10/15/2008 - 10/18/2008 80 °F
I flew into Vietnam with very high expectations. Thailand and Laos were good warmups, and now I wanted to finish off the trip with a memorable 3 week run north to south in Vietnam. Hanoi was the starting point, and in short, I really enjoyed Hanoi. Most people I meet hedge their reviews of Hanoi - its too busy, too smelly, too dirty - you get the point, and I guess in a way it is all of those things. But Hanoi is also this very strange place that has seen countless empires rise and fall, foreign colonization rise and fall, and is home to a continuing interplay between communism and the country's modern balance with capitalsim. The underlying amalgam of hardships and political posturing is written all over Hanoi - on the walls, in the decaying old city, and especially on the faces of its residents. This gives an American like myself a lot to chew on.
I stayed in the old city which is one of the oldest preserved 'old cities' in any asian country. Its streets are narrow and the shops all moonlight as homes for the shopkeepers. During the day the sidewalks are filled with merchants, motorbikes, and food stalls - walking requires frequent detours into the street. The street. Wow, well Hanoi trumps everywhere I have ever been in terms of street chaos. Seemingly endless numbers of motorbikes twist and turn with little regard for traffic laws, which I have learned are loose to non-existent in Hanoi. But in all the chaos, I found an endearing order to the old city. Old alley ways were lined with food stalls and the locals sit on tiny chairs and eat their Pho (Vietnamese Soup). I was not harassed by too many touts, scammers, or street vendors, at least no more than what I am now accustomed to in southeast Asia. And as you move through the old city to the Hoan Kiem Lake the choas opens up into a more modern city with larger streets and a city plan that uses the lake as a central point.
From the lake I walked through variously nice and not so nice neighborhoods to view the french inspired colonial architecture, the "Hanoi Hilton" known here as Hoa Lo Prison - famous for holding American POWs and before that used by the French to hold Vietnamese socialists and communists - a scary place. I walked through a mediocre Botanical Gardens, saw the Ho Chi Minh Mausoleum (sadly, Ho was getting cleaned up this month so I couldnt view him). I took in the Fine Arts Museum which held a nice collection of art, even if the building reminded me of a portion of my high school, and I also saw a memorial to John McCain, the American senator who was shot down in central Hanoi when he was a fighter pilot in the war. He is actually revered in Vietnam for his eventual pro-Vietnam stance regarding the war.

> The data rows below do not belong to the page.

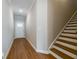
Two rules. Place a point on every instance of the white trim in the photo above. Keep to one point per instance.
(32, 44)
(67, 39)
(55, 55)
(4, 57)
(67, 45)
(61, 30)
(65, 52)
(42, 51)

Enough with the little details, the big point is that I think Hanoi is great. Its not western its not really that beautiful in a conventional sense. Nor is a hard city to learn or get around, as some people suggest to me. I found it largely walkable, and with the proper choices, transport never put me in a risky or fraud inducing situation. One night I ccoordinated to meet my friend Sophie, who was part of my group when I lived in Wanaka, New Zealand. She is traveling with her husband and we all met up for drinks and dinner. Apart from that I was solo the whole time and due to Hanoi's sensory appeal in terms of sights, sounds, and food....I thought it was a good place to travel solo.